3.1. The Working Method of Group A
The patient was placed in a sitting position. The high-power laser treatment in group A was administered in 2 stages based on previous research conducted (
21). In the first stage, a slow scan (100 cm
2/min) was performed along the rotator cuff tendons with an average of 10 - 15 J/cm
2. The maximum energy received during this stage was 3000 J. The second stage involved targeting the painful muscle points around the shoulder, joint line, and acromioclavicular joint. Each point received 10 - 15 J/cm
2, with a maximum energy of 2000 J. The output power settings for each wavelength were as follows: 810 wavelengths at 3 and 1.5 W outputs, 910 wavelengths at 300 and 0.1 W outputs, and 1064 wavelengths at 2 and 1 W outputs. The pulse frequency was set at 6000, with a duty cycle of 50%. The total output power was 2.6 W. Each patient received a total of 10 laser sessions, alternating every other session, with a frequency of 3 sessions per week.

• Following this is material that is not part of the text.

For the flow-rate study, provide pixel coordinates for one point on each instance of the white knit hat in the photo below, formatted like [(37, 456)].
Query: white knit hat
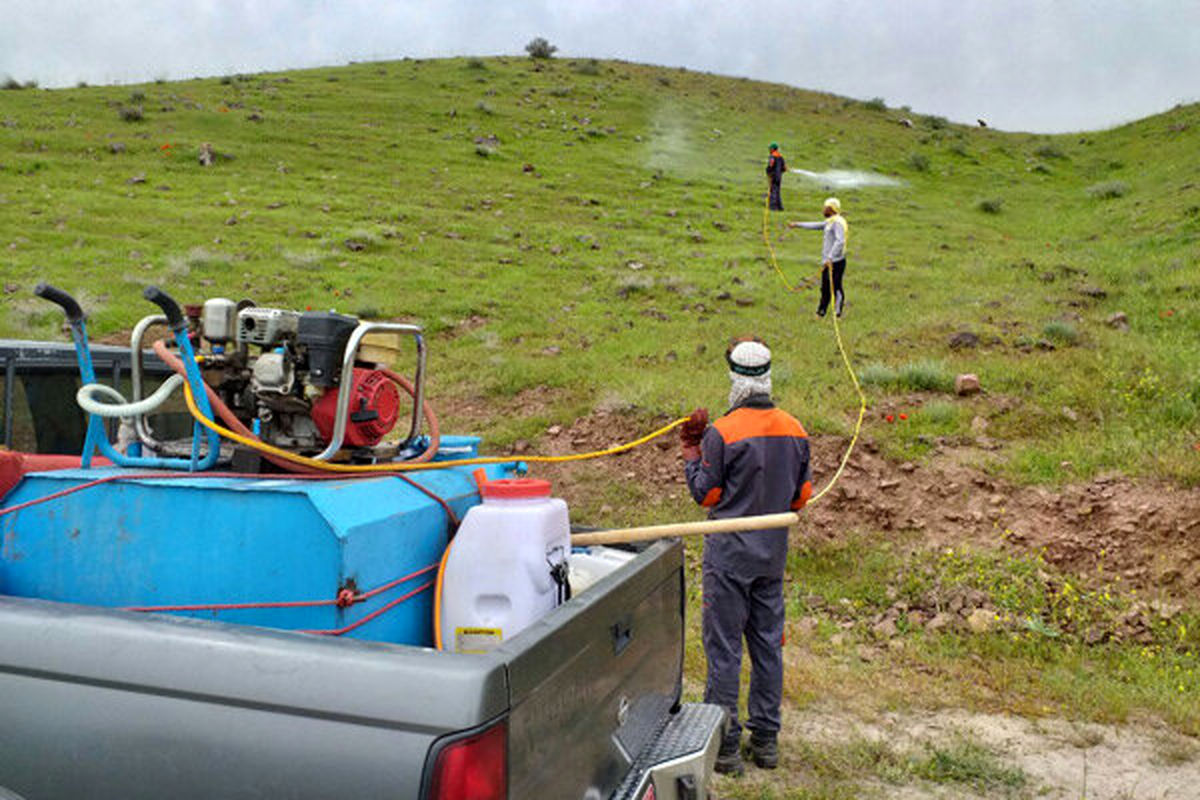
[(749, 370)]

The treatment method for group B involved exercise therapy and the administration of meloxicam tablets. In this group, the only pharmaceutical intervention consisted of taking 1 meloxicam tablet (15 mg) with food once a day for a duration of 2 weeks. The exercise therapy (lasted 3 weeks) was the same in both groups and included the following self-treatment exercises to be performed by the patients: Posterior capsule stretching, trapezius muscle stretching, Codman's pendulum exercise, and finger wall walking. Each exercise was to be performed 3 times a day for a duration of 20 seconds, with 3 sets each time.

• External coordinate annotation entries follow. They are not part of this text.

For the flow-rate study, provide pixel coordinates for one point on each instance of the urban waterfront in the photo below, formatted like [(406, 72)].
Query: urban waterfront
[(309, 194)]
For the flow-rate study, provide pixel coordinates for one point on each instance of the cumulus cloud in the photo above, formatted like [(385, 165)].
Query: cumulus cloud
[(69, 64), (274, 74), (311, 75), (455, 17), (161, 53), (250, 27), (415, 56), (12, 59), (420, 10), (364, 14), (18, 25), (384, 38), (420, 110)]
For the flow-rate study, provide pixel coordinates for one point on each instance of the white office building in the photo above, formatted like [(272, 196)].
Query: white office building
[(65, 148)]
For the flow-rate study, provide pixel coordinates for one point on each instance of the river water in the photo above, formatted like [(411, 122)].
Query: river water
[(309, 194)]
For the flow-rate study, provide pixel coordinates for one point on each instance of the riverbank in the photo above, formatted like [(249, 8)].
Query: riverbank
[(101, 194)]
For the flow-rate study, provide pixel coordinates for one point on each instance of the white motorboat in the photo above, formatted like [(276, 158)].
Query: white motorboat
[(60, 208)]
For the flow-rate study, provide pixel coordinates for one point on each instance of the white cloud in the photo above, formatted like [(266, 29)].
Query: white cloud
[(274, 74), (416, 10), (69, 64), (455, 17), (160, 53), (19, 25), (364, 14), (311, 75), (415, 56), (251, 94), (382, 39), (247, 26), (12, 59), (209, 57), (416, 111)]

Once the pain was reduced, the patient was instructed in strengthening exercises for the rotator cuff and shoulder girdle muscles. These exercises included shoulder shrugs, adduction against resistance, abduction against resistance, internal rotation against resistance, and external rotation against resistance. The patients' performance of the exercises was verified through phone calls and questioning.
The device used in the study was the LUMIX® C.P.S.® device manufactured by Fisioline in Italy. Data analysis was conducted using independent t tests and balloon analysis with repeated measures (if the data followed a normal distribution) or Mann-Whitney and Friedman tests (if the data did not follow a normal distribution). The statistical software used was SPSS version 22. The significance level for the tests was set at 0.05.